Critics of the idea might say higher ambulance rates would prove burdensome for Cleveland’s poor residents, as they would have to pay the balance between the city’s rates and what Medicare or their private insurer would pay. But Slife and Tim Sommerfelt, the EMS union’s secretary, downplayed that argument. They pointed to Cleveland’s standing “soft-billing” practices, in which a patient’s balance is forgiven after insurers pay their portion.
Sommerfelt said the city could continue with soft-billing to ensure “we’re not negatively impacting our residents.”
“Our intention is not to have grandma paying out of pocket for an ambulance ride,” Sommerfelt said. “We’re not looking to make money on the backs of somebody’s medical emergency. But it costs money to provide services and if insurance companies are willing to reimburse a certain rate and we’re asking below that rate, then it’s something we need to look at.”
During the budget hearings, Council President Blaine Griffin said council wants to pursue higher ambulance rates, though he cautioned against “unintended consequences.” He said he didn’t want to hurt citizens not covered by Medicare or Medicaid.
“We don’t want to be punitive, but we do want to capture revenue,” Griffin said.
Council identified EMS rates as an issue more than a decade ago. It passed legislation in 2010 allowing the EMS commissioner to unilaterally raise rates, eliminating a previous rule that required the Board of Control, comprised of mayoral appointees, to set the rates. But the rates never changed, despite the easing of red tape.
“Find me something [else] that’s the same price as it was in 2004,” Sommerfelt said.
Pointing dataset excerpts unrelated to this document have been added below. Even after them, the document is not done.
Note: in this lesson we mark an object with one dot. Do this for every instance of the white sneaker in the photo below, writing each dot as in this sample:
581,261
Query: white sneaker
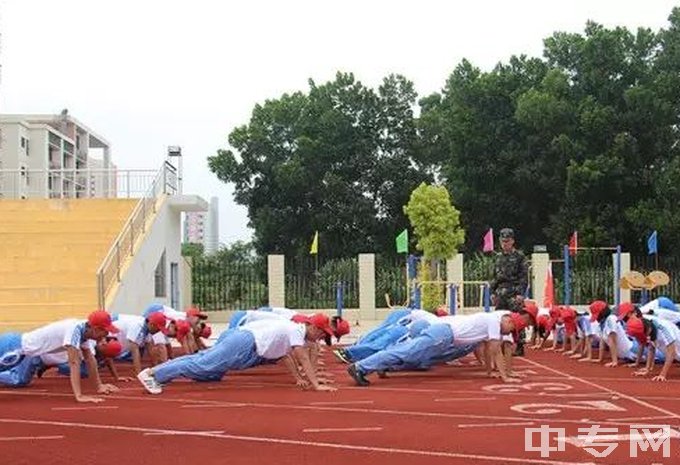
149,382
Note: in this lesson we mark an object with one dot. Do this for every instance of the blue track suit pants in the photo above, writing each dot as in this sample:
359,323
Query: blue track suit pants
430,344
391,319
236,351
10,351
386,338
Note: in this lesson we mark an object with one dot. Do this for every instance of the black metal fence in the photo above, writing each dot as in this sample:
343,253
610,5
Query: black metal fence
229,286
312,282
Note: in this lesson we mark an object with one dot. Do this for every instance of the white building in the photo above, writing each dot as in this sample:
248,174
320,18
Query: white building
53,156
203,227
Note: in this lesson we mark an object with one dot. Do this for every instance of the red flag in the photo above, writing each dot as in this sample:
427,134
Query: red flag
573,243
549,292
488,241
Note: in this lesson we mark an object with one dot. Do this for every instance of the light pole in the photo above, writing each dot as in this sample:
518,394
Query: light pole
176,151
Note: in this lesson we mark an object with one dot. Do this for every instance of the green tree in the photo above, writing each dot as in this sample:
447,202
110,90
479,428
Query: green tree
341,159
436,224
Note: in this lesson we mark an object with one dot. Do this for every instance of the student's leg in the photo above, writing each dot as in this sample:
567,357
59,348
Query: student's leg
434,341
235,352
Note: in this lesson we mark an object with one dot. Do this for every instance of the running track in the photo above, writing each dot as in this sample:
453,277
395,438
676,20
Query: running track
450,415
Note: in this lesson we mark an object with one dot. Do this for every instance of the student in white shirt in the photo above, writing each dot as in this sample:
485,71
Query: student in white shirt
248,346
71,336
456,331
655,333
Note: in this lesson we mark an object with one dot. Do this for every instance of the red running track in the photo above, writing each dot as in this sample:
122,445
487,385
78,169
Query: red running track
450,415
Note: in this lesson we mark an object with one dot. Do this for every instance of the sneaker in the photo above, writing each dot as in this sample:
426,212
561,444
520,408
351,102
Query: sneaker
357,376
340,355
149,382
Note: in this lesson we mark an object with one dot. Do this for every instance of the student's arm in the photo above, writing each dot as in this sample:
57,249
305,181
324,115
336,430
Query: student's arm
670,358
93,372
74,367
292,366
613,351
495,352
302,356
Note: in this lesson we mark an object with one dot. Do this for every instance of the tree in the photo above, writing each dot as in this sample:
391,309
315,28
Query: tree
340,159
436,224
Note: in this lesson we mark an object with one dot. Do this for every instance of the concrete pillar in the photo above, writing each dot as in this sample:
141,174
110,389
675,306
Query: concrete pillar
454,274
539,269
276,280
367,286
186,297
625,268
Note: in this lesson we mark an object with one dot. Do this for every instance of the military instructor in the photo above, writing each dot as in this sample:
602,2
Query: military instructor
511,277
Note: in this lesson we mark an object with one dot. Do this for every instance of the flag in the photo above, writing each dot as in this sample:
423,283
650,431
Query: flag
573,243
402,242
315,244
488,241
549,291
652,246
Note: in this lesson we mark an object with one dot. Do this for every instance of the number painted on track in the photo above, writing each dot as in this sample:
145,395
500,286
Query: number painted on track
551,408
545,387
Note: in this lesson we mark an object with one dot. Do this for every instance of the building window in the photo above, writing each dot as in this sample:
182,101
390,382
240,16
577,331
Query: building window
160,278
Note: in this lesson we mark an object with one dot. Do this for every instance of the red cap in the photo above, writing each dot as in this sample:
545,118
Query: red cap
625,309
160,320
206,332
101,319
636,329
531,309
341,328
182,329
441,312
110,349
194,311
596,308
321,321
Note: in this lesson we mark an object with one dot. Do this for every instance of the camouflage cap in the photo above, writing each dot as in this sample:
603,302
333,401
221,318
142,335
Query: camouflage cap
507,233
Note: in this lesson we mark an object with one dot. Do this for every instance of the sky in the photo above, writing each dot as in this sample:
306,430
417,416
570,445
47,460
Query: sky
147,74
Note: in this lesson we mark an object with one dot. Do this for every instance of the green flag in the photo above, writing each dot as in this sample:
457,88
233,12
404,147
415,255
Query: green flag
402,242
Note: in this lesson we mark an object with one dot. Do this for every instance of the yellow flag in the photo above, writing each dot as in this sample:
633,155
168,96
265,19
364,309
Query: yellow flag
315,244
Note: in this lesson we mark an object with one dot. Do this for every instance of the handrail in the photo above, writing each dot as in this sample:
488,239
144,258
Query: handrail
123,245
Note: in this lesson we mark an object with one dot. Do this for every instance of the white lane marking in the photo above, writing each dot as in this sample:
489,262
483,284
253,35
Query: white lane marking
351,402
341,430
496,425
611,391
270,440
30,438
464,399
102,407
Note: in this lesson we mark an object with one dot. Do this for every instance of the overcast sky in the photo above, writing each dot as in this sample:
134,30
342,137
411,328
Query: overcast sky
146,74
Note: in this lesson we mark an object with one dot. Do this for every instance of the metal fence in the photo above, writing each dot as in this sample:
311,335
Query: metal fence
229,286
390,281
124,246
313,283
78,183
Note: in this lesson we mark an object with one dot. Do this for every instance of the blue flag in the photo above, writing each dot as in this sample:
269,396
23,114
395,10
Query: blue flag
652,246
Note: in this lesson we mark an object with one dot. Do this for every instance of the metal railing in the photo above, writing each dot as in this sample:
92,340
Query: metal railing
64,183
109,272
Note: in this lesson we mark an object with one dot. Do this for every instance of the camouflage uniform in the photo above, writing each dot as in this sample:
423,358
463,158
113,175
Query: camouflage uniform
511,279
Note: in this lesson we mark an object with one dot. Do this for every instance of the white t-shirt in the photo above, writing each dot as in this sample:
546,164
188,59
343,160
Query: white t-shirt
471,329
665,314
258,315
132,329
274,339
54,337
623,344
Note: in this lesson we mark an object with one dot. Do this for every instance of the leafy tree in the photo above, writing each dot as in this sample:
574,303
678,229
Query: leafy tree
436,224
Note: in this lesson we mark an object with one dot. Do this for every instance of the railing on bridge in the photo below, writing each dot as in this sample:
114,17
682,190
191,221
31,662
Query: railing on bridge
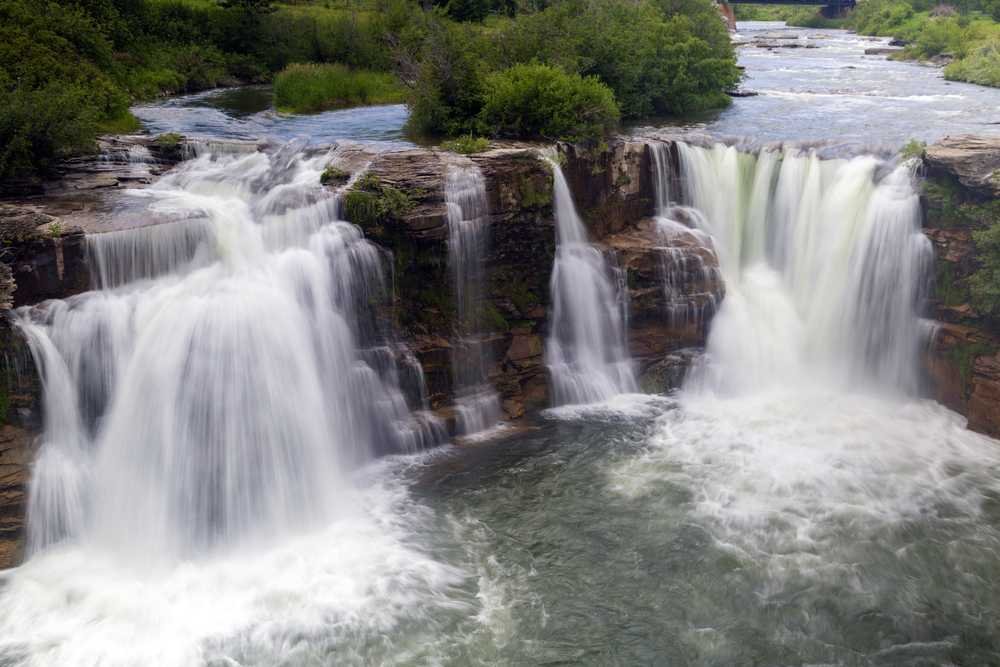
829,3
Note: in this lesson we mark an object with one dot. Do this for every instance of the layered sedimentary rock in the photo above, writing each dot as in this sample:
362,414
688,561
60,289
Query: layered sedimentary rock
398,199
400,204
962,196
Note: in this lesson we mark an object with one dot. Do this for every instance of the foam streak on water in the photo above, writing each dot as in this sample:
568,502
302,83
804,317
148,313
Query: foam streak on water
477,403
825,268
586,351
177,402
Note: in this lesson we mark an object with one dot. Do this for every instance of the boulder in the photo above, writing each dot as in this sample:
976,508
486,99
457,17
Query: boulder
973,160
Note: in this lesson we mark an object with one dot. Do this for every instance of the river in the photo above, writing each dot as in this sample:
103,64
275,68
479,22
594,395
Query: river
796,503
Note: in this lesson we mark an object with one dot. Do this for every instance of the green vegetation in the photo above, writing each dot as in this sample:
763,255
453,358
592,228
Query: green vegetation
980,65
371,203
913,149
802,17
466,145
334,176
70,69
655,56
541,101
307,88
966,33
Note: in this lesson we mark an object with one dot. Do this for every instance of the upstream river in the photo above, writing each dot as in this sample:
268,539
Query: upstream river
808,85
794,504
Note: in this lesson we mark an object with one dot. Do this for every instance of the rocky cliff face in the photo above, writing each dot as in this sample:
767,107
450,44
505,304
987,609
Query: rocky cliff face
615,196
398,199
962,196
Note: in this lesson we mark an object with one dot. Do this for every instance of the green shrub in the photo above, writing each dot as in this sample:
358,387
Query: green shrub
662,57
981,65
371,203
334,176
540,101
913,149
936,36
466,145
307,88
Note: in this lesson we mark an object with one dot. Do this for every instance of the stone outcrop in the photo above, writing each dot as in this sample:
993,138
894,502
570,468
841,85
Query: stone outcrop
398,199
45,258
614,194
972,160
962,195
20,422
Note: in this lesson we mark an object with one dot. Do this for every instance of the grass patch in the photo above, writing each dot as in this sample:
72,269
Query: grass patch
334,176
913,149
800,17
466,145
371,203
981,65
309,88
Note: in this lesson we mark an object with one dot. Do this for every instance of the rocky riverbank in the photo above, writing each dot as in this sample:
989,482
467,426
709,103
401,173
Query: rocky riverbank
671,279
961,196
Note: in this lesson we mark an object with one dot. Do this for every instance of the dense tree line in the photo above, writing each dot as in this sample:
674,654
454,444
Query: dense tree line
69,69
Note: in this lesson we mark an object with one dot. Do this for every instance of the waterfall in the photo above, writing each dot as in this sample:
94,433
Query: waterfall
476,402
825,266
228,375
586,350
682,265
Slife sees a rate increase as an opportunity to not only recover some of the city’s costs to provide EMS care, but also as a chance to invest more money in the paramedics and EMTs who deliver it.
The division of EMS had 40 vacancies among frontline staff as of late February, representing what Safety Committee Chair Mike Polensek described as a long-term problem with high turnover.
Slife said the city pays EMTs and paramedics less than private ambulance services in Northeast Ohio, fueling the turnover. Polensek blamed another factor – the costs of training – as a contributor. EMTs must foot a roughly $5,000 bill for training that’s required to continue their employment with the city, he said.
“We’re asking people to work in a stressful environment, incur additional costs, and you know, be paid low,” Slife said. “It’s no wonder we’re in the situation we are.”
The city’s price tag for staffing, along with everything else it needs to deliver EMS services, is expected to be around $35 million in 2022. Revenues are expected to be a fraction of that — around $15 million, most of which comes from ambulance fees.
“By not attempting to account for inflation, the division becomes [an] increasing drag on the general fund of the city each year,” the union’s analysis stated.
Increasing ambulance rates could go a long way toward closing the gap, Slife said.
“What we’re missing out on is the ability to charge what insurance companies anticipate a large city would be charging,” he said during budget hearings. “We’re leaving money on the table.”